Eric Riley stood by his brother’s grave in the Gap Road Cemetery in Wimbledon. He’d left a row of poppies there, before Remembrance Day – he’d so hoped Dan would come to London for that, but there you go, shouldn’t lay yourself open to disappointment, hoping things like that – and now he was collecting them to take them home and add to the drawerful he had already. He didn’t like it when poppies and poppy wreaths were left out in the wind and rain after Remembrance Day; it seemed disrespectful to the dead to leave them to get battered and faded. They should be there, on graves and memorials, for one week only, bright as blood, and then they should be removed before they were diminished by the elements. He’d put six in a row by Ray’s grave, pushing their green plastic stems into the earth. Now he pulled them up briskly, one by one, and put them in his pocket.
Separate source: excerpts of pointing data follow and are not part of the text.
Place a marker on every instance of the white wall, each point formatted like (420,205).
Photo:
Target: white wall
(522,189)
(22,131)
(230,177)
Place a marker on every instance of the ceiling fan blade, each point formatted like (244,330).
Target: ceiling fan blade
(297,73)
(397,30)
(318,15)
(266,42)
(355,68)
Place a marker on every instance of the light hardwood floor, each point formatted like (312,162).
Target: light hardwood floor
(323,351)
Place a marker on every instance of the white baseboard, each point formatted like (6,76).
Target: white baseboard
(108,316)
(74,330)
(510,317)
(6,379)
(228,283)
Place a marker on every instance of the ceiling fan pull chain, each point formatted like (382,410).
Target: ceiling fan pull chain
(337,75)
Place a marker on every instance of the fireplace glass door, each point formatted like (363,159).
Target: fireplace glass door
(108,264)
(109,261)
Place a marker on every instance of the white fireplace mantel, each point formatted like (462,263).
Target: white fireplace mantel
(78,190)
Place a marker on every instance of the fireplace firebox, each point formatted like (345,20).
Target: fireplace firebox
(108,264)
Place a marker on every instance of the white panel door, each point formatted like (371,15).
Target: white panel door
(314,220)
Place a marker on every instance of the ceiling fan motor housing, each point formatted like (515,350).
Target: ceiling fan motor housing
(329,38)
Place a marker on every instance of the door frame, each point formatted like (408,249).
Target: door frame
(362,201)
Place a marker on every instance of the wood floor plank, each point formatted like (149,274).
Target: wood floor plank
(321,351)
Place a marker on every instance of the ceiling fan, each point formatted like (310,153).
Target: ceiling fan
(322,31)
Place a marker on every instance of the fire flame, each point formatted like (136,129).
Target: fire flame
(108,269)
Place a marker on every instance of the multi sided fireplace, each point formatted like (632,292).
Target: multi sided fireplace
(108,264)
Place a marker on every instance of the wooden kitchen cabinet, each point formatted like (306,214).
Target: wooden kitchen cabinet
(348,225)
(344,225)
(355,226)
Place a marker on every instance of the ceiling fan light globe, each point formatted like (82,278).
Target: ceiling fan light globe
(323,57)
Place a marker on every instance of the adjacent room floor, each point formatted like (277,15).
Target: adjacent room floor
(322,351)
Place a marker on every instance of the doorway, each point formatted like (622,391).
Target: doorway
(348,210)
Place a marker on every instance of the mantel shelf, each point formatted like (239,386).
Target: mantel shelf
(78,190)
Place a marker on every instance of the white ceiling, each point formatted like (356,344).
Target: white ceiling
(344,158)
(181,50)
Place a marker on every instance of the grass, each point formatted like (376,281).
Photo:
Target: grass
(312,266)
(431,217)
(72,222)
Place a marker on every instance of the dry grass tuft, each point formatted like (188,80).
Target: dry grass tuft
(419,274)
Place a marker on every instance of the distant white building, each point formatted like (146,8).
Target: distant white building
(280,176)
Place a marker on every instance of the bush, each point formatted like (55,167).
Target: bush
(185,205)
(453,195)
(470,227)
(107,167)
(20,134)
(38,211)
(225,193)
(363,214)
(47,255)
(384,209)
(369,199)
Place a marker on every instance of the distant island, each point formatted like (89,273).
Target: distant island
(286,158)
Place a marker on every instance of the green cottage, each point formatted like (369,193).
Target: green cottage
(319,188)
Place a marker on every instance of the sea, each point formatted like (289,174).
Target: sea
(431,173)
It was a gloomy day. The Council workers who looked after the cemetery repaired the buildings and machines in winter, so the whole place kind of gave up, come November, and acquired a dreary, faintly neglected air, all natural colour leached out of the grass, the trees rapidly shedding their last leaves, the only bright spots the bunches of plastic flowers that people left here and there and that Eric so despised. He stood, as he always stood, facing Ray’s headstone, his shoes polished, his overcoat buttoned. It was heavy, his overcoat, an old British Warm, too heavy for November, but it was appropriate for visiting Ray so had to be endured. It would probably outlast him, Eric thought, and George, too. If George would ever wear it. Bloody boy liked those anorak things. With a hood. I ask you.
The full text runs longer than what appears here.